Provision Added To Defense Bill That Would Make Federal Officers Policing Protests Identify Themselves
from the accountability-increases! dept
We’ve heard a lot about the latest defense authorization bill in recent days, thanks mainly to President Trump’s (empty) threats to withhold funding for the military (the guys he says he loves!) if it doesn’t include a Section 230-stripping poison pill (aimed at the guys he hates!). Congress has belatedly developed a backbone and is threatening to override the President’s promised veto — something Trump is promising to do because, apparently, funding the military is less important than making sure people on Twitter don’t treat him like the idiot he is.
Trump’s tantrum notwithstanding, the bill will pass with or without his support. No other mildly rational legislator actually believes preventing social media platforms from being sued over third-party content is a “national security” issue. Plus, the sitting president will soon be forced to stand, pack his shit into file boxes, and make his way towards the exit.
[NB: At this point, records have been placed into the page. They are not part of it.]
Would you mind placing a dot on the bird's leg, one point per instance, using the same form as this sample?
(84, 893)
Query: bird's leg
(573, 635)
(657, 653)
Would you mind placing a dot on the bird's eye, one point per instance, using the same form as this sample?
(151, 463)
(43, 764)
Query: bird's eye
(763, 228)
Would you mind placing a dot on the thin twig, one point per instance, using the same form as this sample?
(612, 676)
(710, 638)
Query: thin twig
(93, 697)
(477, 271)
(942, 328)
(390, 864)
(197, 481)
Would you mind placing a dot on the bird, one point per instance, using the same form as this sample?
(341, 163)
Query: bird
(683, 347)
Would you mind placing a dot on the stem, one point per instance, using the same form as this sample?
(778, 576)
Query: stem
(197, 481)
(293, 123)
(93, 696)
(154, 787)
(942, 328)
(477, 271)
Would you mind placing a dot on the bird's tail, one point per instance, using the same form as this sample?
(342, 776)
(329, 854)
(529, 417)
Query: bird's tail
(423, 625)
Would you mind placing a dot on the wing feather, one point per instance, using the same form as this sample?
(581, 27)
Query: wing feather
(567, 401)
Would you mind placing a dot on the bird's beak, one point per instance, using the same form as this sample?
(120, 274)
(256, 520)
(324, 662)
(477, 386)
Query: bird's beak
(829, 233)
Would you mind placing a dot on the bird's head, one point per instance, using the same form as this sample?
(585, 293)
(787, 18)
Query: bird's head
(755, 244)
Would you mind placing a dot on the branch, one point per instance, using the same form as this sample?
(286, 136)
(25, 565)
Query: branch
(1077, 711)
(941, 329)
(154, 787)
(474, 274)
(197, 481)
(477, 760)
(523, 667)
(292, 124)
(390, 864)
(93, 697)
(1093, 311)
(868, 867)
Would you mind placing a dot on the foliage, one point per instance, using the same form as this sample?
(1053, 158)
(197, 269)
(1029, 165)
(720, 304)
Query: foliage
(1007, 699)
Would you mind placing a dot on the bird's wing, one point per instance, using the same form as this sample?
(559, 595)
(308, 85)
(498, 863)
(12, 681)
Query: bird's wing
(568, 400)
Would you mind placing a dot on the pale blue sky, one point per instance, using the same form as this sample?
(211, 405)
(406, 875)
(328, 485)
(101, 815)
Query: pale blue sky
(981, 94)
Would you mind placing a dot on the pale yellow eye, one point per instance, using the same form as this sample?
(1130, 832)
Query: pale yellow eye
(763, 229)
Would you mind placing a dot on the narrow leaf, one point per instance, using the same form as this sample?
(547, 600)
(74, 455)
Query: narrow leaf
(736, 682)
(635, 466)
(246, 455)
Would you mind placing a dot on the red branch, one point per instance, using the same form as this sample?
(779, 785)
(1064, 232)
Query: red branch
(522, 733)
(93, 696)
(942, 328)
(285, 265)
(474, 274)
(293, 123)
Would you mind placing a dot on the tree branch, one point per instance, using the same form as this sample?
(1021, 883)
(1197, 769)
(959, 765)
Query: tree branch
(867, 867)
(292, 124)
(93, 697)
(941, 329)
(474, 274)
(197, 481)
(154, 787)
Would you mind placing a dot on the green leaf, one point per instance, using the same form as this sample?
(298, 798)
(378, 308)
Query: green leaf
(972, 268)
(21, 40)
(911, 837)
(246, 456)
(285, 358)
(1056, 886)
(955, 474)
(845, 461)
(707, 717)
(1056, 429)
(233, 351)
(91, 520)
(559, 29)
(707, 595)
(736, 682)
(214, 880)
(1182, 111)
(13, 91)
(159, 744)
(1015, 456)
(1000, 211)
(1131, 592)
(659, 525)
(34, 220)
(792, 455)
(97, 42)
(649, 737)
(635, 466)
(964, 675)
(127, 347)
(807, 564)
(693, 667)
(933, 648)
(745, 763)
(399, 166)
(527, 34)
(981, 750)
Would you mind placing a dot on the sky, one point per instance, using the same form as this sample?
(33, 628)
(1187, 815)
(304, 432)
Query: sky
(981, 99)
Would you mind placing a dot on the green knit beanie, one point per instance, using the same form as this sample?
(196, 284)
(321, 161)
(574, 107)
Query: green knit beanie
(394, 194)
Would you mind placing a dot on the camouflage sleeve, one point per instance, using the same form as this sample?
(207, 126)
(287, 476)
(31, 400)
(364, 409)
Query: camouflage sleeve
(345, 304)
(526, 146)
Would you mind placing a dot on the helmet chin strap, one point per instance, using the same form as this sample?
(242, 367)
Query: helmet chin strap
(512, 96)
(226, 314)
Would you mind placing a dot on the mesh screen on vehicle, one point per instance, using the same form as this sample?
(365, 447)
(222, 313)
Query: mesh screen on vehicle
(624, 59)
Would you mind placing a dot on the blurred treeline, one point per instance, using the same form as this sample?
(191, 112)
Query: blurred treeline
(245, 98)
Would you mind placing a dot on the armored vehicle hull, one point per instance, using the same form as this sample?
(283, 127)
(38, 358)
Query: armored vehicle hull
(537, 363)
There’s some good stuff in the NDAA (National Defense Authorization Act), even if you believe America isn’t obligated to protect the world from everyone. Yes, America’s war machine is a trillion dollar industry that shows little sign of slowing down. Its excesses allow cops to avail themselves of war gear and the nastiest end of its spectrum sends legislator-blessed death from above to perform extrajudicial killings.
But, as Dan Friedman reports for Mother Jones, there’s an addition to the latest NDAA that would prevent Gestapo-esque bullshit from being carried out by federal agents sent to quell anti-government protests in American cities. If this bill passes as written, there will be no more disappearing of protesters by unidentified federal cops. Going forward in 2021, federal law enforcement agents will have to be clearly identified while tossing protesters into unmarked vehicles.
Congress is set to approve a defense policy bill that bars unidentified federal law enforcement officers from policing protests. The bill responds to a phenomenon that Mother Jones flagged in June: Unidentified federal law enforcement officers with no identifying insignia joined in the Trump administration’s coordinated crackdown on protests against police violence in several cities earlier this summer.
This would also allow people whose rights have been violated to figure out who they need to sue. Officers who fail to identify themselves make it difficult to name defendants. A lack of identifiable defendants allows the government to sidestep a lot of litigation and prevents plaintiffs from shoring up their allegations. This NDAA provision makes it easier for citizens to hold the government accountable for its abuses and rights violations.
On top of that, it makes it easier for citizens everywhere to see who’s doing what in their name. Taxpayers are paying for this “protection.” The least the government can do is make it clear to everyone who’s providing this “protection” and which officers are overstepping their bounds.